Written by Jim the Realtor

August 25, 2012

Three posts back we saw that the selling seasons have been steady the last three years.

Let’s take a closer look.

The overall SD inventory today is down to 6,214 attached and detached homes for sale, so I think this chart must include the contingents, which today total 4,373 listings.  But you can see that in the 2010 and 2011 selling seasons, there were over 15,000 listings:

San Diego Housing Inventory

In spite of (or because of?) the drastically lower inventory this year, detached NSDCC sales rose +20% this year.  Contributing factors appear to be lower mortgage rates (though each year the buyers were similarly motivated to get “the lowest rates ever”) and more short sales closing:

NSDCC Detached Sales April 1 – July 31

Year # of Sales Avg. $/sf REOs Short Sales Mortgage Rate 1st Week of June
2010
958
$378/sf
62
85
4.79%
2011
959
$375/sf
74
79
4.55%
2012
1,153
$370/sf
70
127
3.75%

Now that we have more confidence in short sales being completed in a timely manor, each listing is getting fair consideration.  Which means that virtually all attentions are on price only – they must, because the average pricing actually dipped a couple of ticks.

It is shocking that prices aren’t going up statistically, because it feels like it on the street. Maybe it’s because everyone is fighting over the well-priced homes, and only to a price point within reason – and leaving the rest alone?

8 Comments

  1. Jim the Realtor

    Another rare event:

    SD Active listings = 6,214
    SD Pend & Cont = 9,687

    I called it a healthy market when Act to Pend+Cont = 2:1

    Now Pend & Cont is 50% higher than actives?

    And prices aren’t going up much?

    I can’t remember it ever being like this!

  2. lgs

    I don’t know if it could have enough impact to affect the overall statistics, but lately I’ve seen a lot of short sales close that I thought were way too cheap. Looking at the list/close dates, it appears that the offers were submitted 9-12 months ago and the banks just got around to getting them done–probably not reconsidering the price. I’ve seen a half dozen properties in just the small neighborhoods I watch go for 20% less than I think they could have sold for; all long-pending short sales. That’s one theory.

  3. lgs

    And, I should mention, they were all what I’d consider inferior or at least lower end properties. So your hypothesis that your perception of the “street” mainly describes the “good properties” could also be correct.

  4. sdduuuude

    Ya, Jim. Shocking. I agree.

    Speaking from a micro-economics view, it looks like the demand curve as a function of price is a step-down function. That means – plenty of demand up to a price, then no demand after that.

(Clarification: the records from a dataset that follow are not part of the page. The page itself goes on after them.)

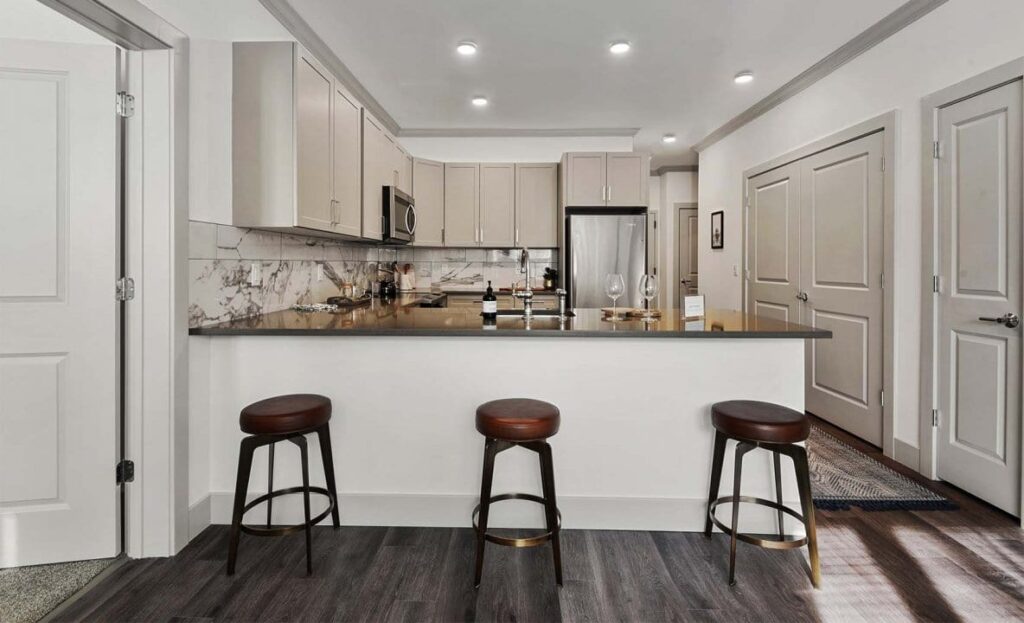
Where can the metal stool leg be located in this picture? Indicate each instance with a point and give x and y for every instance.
(241, 487)
(778, 492)
(303, 449)
(741, 449)
(551, 505)
(489, 452)
(269, 485)
(799, 455)
(716, 476)
(324, 433)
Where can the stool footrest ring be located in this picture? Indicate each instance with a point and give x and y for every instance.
(532, 541)
(283, 530)
(769, 543)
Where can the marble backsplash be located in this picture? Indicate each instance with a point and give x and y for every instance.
(306, 270)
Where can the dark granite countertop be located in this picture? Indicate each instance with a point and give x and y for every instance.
(398, 318)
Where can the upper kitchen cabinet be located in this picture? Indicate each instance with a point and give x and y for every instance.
(462, 204)
(537, 204)
(296, 149)
(605, 178)
(428, 189)
(497, 219)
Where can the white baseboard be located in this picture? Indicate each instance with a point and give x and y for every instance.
(673, 514)
(906, 455)
(199, 517)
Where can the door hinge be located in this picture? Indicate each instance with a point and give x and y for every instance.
(125, 471)
(125, 289)
(125, 105)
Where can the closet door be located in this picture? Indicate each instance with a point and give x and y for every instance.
(841, 273)
(773, 243)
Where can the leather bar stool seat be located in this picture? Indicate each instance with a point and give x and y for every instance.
(517, 419)
(778, 429)
(286, 414)
(757, 421)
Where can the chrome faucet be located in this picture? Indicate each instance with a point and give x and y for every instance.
(526, 294)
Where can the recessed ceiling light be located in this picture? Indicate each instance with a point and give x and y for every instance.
(620, 47)
(743, 78)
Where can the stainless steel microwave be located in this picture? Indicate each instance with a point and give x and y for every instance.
(399, 216)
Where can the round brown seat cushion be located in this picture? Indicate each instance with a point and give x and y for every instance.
(517, 419)
(757, 421)
(286, 414)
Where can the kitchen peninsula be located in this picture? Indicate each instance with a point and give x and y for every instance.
(634, 451)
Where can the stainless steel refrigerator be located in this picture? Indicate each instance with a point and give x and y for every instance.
(603, 241)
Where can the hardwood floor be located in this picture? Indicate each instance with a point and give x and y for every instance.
(947, 566)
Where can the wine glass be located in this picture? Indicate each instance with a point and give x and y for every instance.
(613, 287)
(648, 290)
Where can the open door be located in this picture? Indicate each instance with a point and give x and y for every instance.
(57, 308)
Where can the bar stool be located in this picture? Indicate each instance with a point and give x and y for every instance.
(526, 423)
(279, 419)
(778, 429)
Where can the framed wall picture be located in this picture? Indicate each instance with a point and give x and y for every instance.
(718, 230)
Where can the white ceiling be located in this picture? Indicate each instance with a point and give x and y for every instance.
(545, 65)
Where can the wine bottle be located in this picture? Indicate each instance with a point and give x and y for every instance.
(489, 303)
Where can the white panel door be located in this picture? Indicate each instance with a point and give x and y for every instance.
(57, 313)
(313, 95)
(687, 250)
(773, 244)
(979, 361)
(841, 256)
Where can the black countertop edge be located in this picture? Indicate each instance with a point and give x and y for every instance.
(540, 333)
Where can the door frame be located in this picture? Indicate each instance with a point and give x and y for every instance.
(888, 123)
(676, 207)
(930, 107)
(154, 423)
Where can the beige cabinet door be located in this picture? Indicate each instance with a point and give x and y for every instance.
(537, 204)
(773, 244)
(347, 164)
(841, 257)
(586, 178)
(497, 204)
(462, 202)
(628, 176)
(428, 191)
(978, 376)
(377, 171)
(313, 93)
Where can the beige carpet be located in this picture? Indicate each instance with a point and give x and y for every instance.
(28, 593)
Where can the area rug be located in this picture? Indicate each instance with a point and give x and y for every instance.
(843, 476)
(28, 593)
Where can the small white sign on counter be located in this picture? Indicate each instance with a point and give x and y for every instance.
(693, 306)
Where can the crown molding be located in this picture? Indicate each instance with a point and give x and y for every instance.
(675, 168)
(882, 30)
(290, 18)
(489, 132)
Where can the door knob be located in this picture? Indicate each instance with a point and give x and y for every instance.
(1009, 320)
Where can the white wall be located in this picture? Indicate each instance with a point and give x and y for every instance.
(957, 40)
(510, 149)
(666, 191)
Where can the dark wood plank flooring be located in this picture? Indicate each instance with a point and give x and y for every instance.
(966, 565)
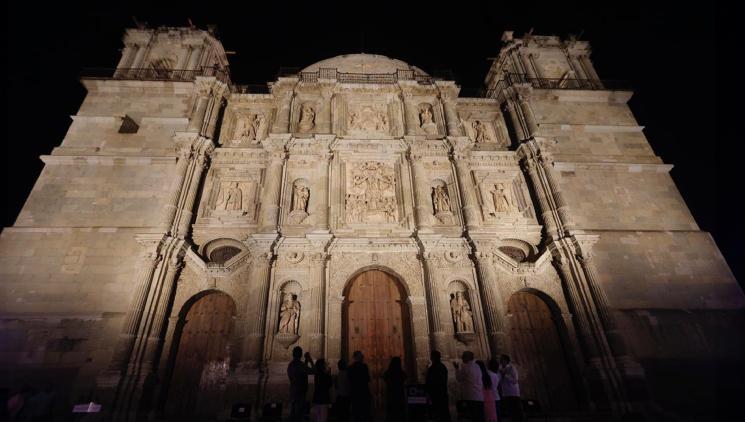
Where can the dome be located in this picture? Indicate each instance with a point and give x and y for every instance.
(363, 63)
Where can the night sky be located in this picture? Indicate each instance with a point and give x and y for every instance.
(668, 51)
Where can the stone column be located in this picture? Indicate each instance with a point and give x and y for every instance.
(163, 292)
(516, 121)
(493, 304)
(137, 62)
(200, 164)
(128, 55)
(421, 191)
(322, 209)
(468, 191)
(169, 210)
(272, 189)
(143, 280)
(527, 113)
(196, 121)
(282, 123)
(526, 65)
(451, 113)
(410, 111)
(185, 58)
(562, 208)
(547, 214)
(615, 338)
(259, 282)
(196, 54)
(438, 334)
(324, 116)
(317, 296)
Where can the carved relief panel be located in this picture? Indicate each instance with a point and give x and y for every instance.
(365, 116)
(486, 128)
(430, 118)
(232, 195)
(371, 193)
(304, 114)
(503, 197)
(245, 127)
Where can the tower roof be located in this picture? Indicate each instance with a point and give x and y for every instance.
(363, 63)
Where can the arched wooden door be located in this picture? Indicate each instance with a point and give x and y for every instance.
(202, 359)
(376, 322)
(543, 368)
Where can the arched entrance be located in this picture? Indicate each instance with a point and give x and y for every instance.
(376, 321)
(539, 353)
(202, 360)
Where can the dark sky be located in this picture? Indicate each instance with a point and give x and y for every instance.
(668, 51)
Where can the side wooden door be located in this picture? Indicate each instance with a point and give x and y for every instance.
(203, 359)
(376, 324)
(543, 368)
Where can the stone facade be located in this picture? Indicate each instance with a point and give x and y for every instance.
(173, 183)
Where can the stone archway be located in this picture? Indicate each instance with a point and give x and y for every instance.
(376, 319)
(540, 352)
(201, 361)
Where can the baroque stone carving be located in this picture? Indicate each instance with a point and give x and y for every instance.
(249, 129)
(480, 132)
(368, 119)
(441, 203)
(371, 195)
(462, 314)
(230, 197)
(501, 198)
(289, 314)
(300, 198)
(426, 119)
(307, 118)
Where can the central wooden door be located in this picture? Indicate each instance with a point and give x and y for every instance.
(377, 324)
(541, 360)
(202, 360)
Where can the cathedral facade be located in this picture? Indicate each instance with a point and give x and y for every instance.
(189, 232)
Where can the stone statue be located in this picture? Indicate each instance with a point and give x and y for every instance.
(255, 125)
(368, 119)
(289, 314)
(426, 118)
(307, 119)
(462, 314)
(480, 133)
(440, 199)
(231, 199)
(371, 194)
(300, 196)
(501, 201)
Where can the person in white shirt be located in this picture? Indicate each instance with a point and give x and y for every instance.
(471, 386)
(513, 406)
(496, 378)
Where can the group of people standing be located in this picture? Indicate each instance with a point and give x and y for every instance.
(487, 390)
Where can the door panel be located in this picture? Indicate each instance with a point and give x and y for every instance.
(376, 323)
(202, 359)
(543, 369)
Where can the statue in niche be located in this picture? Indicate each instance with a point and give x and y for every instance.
(251, 128)
(371, 196)
(307, 118)
(368, 120)
(462, 314)
(426, 119)
(300, 196)
(501, 199)
(230, 199)
(289, 314)
(480, 132)
(440, 199)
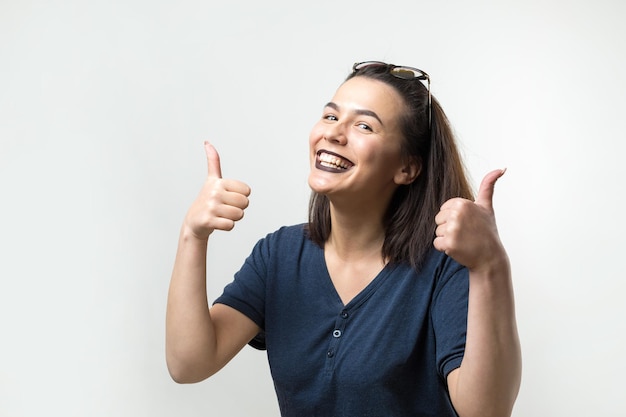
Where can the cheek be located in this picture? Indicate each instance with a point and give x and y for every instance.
(315, 136)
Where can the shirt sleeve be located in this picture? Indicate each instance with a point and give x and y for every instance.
(246, 293)
(449, 316)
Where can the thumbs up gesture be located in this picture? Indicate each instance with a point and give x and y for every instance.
(221, 202)
(467, 230)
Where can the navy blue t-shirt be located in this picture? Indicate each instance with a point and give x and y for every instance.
(384, 354)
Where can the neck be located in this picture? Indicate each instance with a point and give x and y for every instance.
(356, 234)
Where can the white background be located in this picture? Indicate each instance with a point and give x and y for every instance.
(104, 106)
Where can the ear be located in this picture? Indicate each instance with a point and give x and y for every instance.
(408, 172)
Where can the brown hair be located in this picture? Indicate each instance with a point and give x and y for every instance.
(410, 218)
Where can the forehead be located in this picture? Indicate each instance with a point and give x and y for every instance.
(369, 94)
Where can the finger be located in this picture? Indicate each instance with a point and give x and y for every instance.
(213, 160)
(236, 187)
(485, 192)
(236, 200)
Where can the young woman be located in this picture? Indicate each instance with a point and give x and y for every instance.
(394, 300)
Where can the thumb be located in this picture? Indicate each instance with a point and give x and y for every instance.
(213, 160)
(485, 192)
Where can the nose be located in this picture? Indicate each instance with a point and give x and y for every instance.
(335, 133)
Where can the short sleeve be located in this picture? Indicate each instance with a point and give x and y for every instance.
(246, 293)
(449, 316)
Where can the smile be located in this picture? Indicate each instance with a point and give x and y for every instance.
(331, 162)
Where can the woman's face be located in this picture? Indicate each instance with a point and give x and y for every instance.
(355, 148)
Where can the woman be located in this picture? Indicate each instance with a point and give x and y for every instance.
(394, 300)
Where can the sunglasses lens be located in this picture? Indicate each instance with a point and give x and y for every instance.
(405, 73)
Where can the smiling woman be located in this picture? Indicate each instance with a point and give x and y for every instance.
(367, 309)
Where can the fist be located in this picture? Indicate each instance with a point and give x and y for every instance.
(221, 202)
(466, 230)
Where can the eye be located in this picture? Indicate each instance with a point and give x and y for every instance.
(364, 126)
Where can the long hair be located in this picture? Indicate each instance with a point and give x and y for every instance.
(410, 217)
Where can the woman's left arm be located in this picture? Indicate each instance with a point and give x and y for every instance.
(488, 380)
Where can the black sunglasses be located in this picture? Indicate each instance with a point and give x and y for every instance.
(399, 71)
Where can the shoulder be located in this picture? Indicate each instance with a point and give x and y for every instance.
(284, 241)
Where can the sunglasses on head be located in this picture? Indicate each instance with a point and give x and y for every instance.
(400, 71)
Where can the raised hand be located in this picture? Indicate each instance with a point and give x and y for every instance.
(221, 202)
(467, 230)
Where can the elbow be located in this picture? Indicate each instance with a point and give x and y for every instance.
(184, 371)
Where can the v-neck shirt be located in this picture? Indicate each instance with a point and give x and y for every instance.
(387, 352)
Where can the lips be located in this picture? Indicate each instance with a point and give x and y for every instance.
(332, 162)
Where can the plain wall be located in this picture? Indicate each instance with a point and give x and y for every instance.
(104, 106)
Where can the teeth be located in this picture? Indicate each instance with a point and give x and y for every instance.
(331, 161)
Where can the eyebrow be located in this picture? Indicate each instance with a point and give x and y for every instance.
(357, 111)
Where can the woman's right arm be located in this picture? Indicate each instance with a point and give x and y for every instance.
(201, 340)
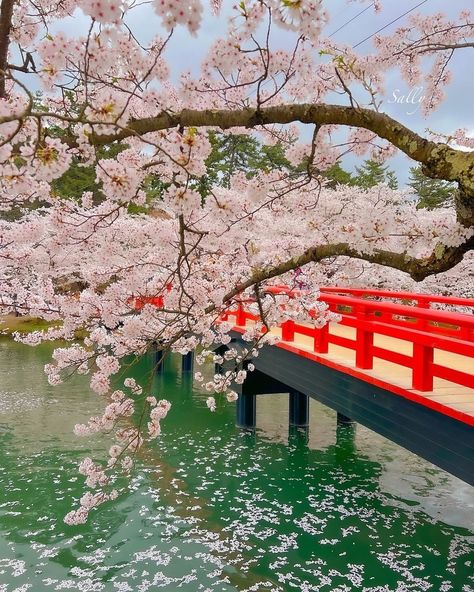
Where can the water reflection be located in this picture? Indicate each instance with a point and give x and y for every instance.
(212, 508)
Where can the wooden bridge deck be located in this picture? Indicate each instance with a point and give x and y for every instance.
(448, 394)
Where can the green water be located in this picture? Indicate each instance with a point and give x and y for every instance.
(215, 509)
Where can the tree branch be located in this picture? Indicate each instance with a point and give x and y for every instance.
(439, 160)
(442, 259)
(6, 14)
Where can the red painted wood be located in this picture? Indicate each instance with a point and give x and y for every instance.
(288, 331)
(420, 325)
(396, 390)
(321, 340)
(422, 378)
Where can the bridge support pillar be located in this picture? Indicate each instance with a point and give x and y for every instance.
(343, 419)
(246, 410)
(298, 409)
(158, 358)
(187, 362)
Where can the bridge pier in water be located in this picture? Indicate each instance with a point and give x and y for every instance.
(187, 362)
(246, 410)
(298, 409)
(158, 358)
(344, 419)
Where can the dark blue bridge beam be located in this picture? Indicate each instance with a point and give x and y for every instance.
(432, 435)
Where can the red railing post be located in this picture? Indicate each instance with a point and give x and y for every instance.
(423, 302)
(364, 340)
(288, 331)
(321, 339)
(422, 379)
(240, 319)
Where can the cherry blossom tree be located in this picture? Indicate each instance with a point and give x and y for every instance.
(272, 75)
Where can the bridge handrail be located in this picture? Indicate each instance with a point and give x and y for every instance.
(362, 316)
(423, 300)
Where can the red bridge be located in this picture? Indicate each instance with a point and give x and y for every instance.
(400, 363)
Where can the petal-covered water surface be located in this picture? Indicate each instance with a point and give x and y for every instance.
(212, 508)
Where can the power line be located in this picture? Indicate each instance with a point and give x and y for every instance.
(352, 19)
(388, 24)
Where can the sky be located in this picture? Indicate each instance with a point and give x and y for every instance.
(185, 53)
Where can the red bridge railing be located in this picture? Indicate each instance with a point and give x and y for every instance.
(424, 328)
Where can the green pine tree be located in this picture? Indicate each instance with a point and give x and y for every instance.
(431, 193)
(372, 173)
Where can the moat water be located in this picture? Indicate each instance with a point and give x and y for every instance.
(212, 508)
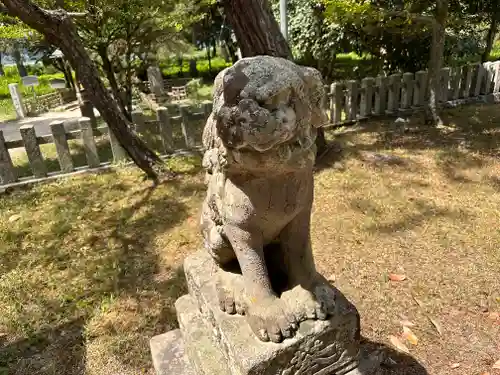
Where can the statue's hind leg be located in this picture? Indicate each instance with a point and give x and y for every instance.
(310, 296)
(229, 284)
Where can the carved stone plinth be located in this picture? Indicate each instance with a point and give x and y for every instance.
(211, 342)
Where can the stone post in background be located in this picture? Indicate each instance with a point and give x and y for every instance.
(155, 81)
(17, 100)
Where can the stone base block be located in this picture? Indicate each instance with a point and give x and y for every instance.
(319, 347)
(168, 354)
(216, 343)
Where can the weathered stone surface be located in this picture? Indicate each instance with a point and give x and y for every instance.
(168, 354)
(260, 151)
(257, 305)
(205, 356)
(319, 347)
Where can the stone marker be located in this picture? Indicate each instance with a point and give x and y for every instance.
(256, 304)
(155, 81)
(17, 100)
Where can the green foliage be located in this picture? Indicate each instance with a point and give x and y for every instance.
(12, 76)
(171, 70)
(314, 40)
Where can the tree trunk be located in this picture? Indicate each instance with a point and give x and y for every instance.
(128, 79)
(258, 33)
(102, 50)
(256, 29)
(436, 63)
(16, 54)
(60, 31)
(492, 31)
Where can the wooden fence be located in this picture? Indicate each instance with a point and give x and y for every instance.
(174, 131)
(351, 101)
(44, 103)
(178, 129)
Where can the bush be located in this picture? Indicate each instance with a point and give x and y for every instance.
(171, 69)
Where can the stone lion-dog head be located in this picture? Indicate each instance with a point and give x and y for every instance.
(266, 111)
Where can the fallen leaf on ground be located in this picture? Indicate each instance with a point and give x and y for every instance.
(13, 218)
(389, 362)
(407, 323)
(494, 315)
(396, 277)
(418, 301)
(398, 344)
(437, 325)
(410, 336)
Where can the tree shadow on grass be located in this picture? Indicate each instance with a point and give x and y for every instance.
(114, 260)
(396, 363)
(470, 137)
(47, 351)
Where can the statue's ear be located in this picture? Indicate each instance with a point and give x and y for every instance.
(316, 94)
(235, 81)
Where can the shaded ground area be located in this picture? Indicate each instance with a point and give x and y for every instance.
(91, 266)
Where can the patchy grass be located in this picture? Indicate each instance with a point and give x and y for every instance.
(7, 111)
(424, 203)
(91, 266)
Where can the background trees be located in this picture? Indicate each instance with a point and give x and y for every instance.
(344, 39)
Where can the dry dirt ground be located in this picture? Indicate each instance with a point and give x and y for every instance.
(91, 266)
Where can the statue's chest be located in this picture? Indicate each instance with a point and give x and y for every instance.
(273, 198)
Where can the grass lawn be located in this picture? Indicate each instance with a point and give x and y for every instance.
(91, 266)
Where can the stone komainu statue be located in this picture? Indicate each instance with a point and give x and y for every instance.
(260, 151)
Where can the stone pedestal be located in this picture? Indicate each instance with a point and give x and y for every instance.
(211, 342)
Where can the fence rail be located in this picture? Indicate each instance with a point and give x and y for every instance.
(351, 101)
(173, 131)
(178, 129)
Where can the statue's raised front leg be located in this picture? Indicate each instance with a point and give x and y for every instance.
(310, 296)
(266, 314)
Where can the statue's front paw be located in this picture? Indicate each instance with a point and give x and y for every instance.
(306, 304)
(270, 321)
(230, 289)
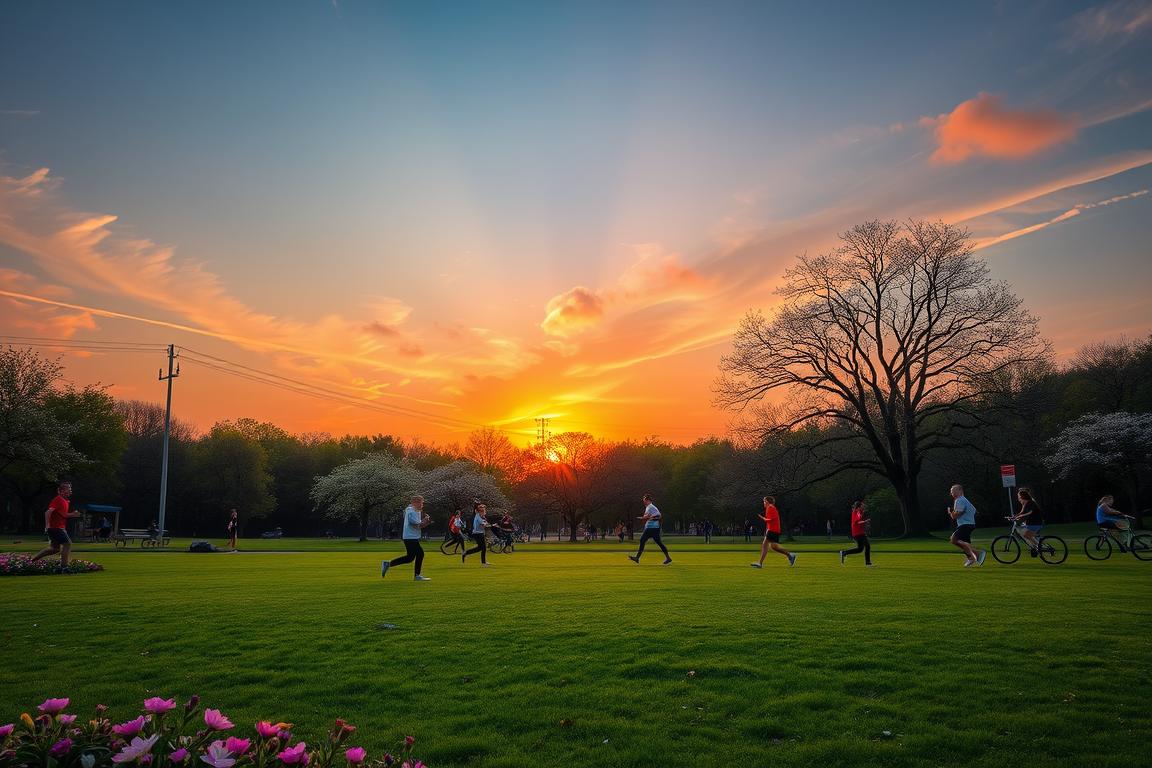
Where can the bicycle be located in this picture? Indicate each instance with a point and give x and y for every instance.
(1006, 549)
(1099, 547)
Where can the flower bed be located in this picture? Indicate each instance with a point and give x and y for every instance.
(167, 734)
(17, 564)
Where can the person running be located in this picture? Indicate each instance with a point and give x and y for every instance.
(479, 522)
(963, 512)
(1030, 519)
(771, 518)
(55, 526)
(233, 530)
(416, 519)
(651, 519)
(859, 533)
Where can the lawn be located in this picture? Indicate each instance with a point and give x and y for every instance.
(565, 655)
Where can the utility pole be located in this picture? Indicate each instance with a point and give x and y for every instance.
(167, 428)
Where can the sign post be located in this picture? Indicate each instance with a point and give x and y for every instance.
(1008, 478)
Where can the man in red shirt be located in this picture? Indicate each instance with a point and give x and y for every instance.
(55, 525)
(771, 518)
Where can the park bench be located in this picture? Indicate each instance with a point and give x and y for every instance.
(146, 538)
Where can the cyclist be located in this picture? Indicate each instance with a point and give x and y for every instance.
(1030, 519)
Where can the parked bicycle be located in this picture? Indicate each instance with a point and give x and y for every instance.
(1099, 547)
(1007, 548)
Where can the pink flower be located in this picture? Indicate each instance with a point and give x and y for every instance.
(53, 706)
(295, 754)
(158, 706)
(131, 728)
(139, 746)
(237, 746)
(215, 721)
(218, 757)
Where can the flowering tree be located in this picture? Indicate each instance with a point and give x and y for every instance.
(365, 489)
(895, 336)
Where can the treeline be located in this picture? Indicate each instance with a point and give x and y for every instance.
(1074, 433)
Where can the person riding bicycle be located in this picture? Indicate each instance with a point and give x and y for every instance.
(1030, 519)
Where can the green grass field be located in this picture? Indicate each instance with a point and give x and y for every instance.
(569, 654)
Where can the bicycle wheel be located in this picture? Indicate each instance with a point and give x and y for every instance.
(1142, 546)
(1098, 547)
(1006, 549)
(1053, 550)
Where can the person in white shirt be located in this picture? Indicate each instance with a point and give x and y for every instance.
(416, 519)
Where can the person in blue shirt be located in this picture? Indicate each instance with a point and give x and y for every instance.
(963, 512)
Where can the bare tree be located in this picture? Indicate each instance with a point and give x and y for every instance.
(894, 336)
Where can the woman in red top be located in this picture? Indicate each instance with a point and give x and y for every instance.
(771, 518)
(861, 534)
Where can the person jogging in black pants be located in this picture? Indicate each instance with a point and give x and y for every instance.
(859, 533)
(479, 522)
(651, 519)
(415, 522)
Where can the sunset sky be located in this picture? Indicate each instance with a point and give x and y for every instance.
(445, 215)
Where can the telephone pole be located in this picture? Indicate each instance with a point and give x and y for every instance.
(167, 428)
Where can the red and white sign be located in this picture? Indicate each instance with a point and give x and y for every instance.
(1008, 474)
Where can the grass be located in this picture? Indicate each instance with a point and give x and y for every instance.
(565, 655)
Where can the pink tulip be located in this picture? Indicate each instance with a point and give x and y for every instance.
(237, 746)
(53, 706)
(215, 721)
(158, 706)
(295, 754)
(131, 728)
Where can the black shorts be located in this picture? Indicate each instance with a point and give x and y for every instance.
(963, 533)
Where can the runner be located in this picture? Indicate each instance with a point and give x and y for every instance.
(55, 526)
(415, 522)
(479, 522)
(771, 518)
(651, 519)
(859, 533)
(964, 515)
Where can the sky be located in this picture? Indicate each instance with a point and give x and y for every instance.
(426, 218)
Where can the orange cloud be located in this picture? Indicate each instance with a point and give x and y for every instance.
(982, 127)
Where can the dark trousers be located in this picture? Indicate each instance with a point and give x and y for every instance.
(414, 552)
(482, 547)
(654, 534)
(862, 545)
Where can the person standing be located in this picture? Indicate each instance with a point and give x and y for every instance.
(963, 512)
(651, 519)
(416, 519)
(771, 518)
(55, 526)
(233, 531)
(479, 523)
(859, 533)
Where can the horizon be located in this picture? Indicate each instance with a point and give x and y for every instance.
(436, 219)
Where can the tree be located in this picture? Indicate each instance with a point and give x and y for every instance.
(365, 489)
(896, 335)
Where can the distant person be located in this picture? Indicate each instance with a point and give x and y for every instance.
(416, 519)
(55, 526)
(1030, 519)
(771, 518)
(479, 523)
(233, 530)
(859, 533)
(963, 512)
(651, 519)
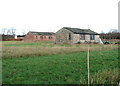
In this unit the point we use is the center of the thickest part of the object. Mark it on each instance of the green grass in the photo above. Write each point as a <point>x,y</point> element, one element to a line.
<point>60,69</point>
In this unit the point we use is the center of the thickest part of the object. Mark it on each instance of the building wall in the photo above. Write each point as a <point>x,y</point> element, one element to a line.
<point>62,36</point>
<point>31,37</point>
<point>8,37</point>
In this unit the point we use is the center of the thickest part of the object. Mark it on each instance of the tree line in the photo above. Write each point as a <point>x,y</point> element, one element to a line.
<point>112,34</point>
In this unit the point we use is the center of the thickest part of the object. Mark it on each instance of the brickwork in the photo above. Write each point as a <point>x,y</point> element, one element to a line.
<point>62,36</point>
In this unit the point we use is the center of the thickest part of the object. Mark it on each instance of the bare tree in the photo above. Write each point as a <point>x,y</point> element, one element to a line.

    From a micro-economic theory standpoint, that’s the only way this could happen.

    From a market psychology point of view, it means that people just aren’t willing to pay more than the last guy.

  5. Jim the Realtor

    I can attest to buyers being unwilling to pay more than the last guy!

    Does it make you wonder, if buyers are so smart, why do we need realtors?

  6. MB Mike

    Even though buyers are smarter, prices will go up assuming interest rates stay low. Law of supply and demand.

  7. pemeliza

    Perhaps the market is finding an equilibrium here. The low interest rate environment seems to have stopped the downside momentum that seemed to be building last year. By keeping rates low, the Fed may have prevented this market from overshooting to the downside but until rents and salaries start increasing we are probably in a holding pattern.

  8. Troubled Loner

    I agree Pemeliza, I wish more attention was paid to the fact that people have to be able to make their monthly payment, and if salaries don’t increase, I don’t see home prices increasing.